Testa d’agnello spaccata in due sull’auto della giornalista catanese

Macabra intimidazione sul parabrezza della direttrice de L’urlo, Fabiola Foti: “Devo stare zitta?”

Testa d’agnello spaccata in due sull’auto della giornalista catanese

CATANIA – Una testa di agnello divisa a metà è stata fatta trovare la notte scorsa sul parabrezza dell’auto di Fabiola Foti, direttrice del sito lurlo.news, che ha denunciato l’accaduto ai carabinieri di Catania. E’ la giornalista a rendere noto la vicenda pubblicando sulla pagina del giornale online la notizia e una foto.

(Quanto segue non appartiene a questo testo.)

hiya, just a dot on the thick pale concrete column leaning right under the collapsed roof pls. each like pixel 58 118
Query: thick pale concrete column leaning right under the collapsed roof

“Qualche giorno – scrive Fabiola Foti – fa qualcuno mi ha scritto sui social ‘fatti i cazzi tuoi’. La notte scorsa ho trovato una testa di agnello sul parabrezza della macchina. I macabri resti erano stati spalmati lato guida. Ho chiamato i carabinieri e ho sporto denuncia”.

“Quindi cosa significa questo? Che dovrei – si chiede Foti – piuttosto parlare del tempo e di cassate siciliane? Mi si invita a scrivere di altro? Sono una giornalista siciliana che vive e opera a Catania. Devo parlare del mare? Devo parlare dei dolci tipici? Volete che scriva che tutto va bene? E invece – conclude la direttrice del sito l’urlo.news – io mi limito qui a riproporre gli articoli che ho pubblicato negli ultimi giorni: ‘Gli irriducibili di Sant’Agata. Sul fercolo: il pregiudicato e il responsabile rimosso’; ‘Il Capovara, protetto dalla Chiesa, non rappresenta più il popolo se stacca il cordone’; ‘Lasciano bagnare Sant’Agata per continuare a lucrare sulla cera?’; ‘Associazioni agatine e autocertificazione su fedina penale. Chi controllerà?'”.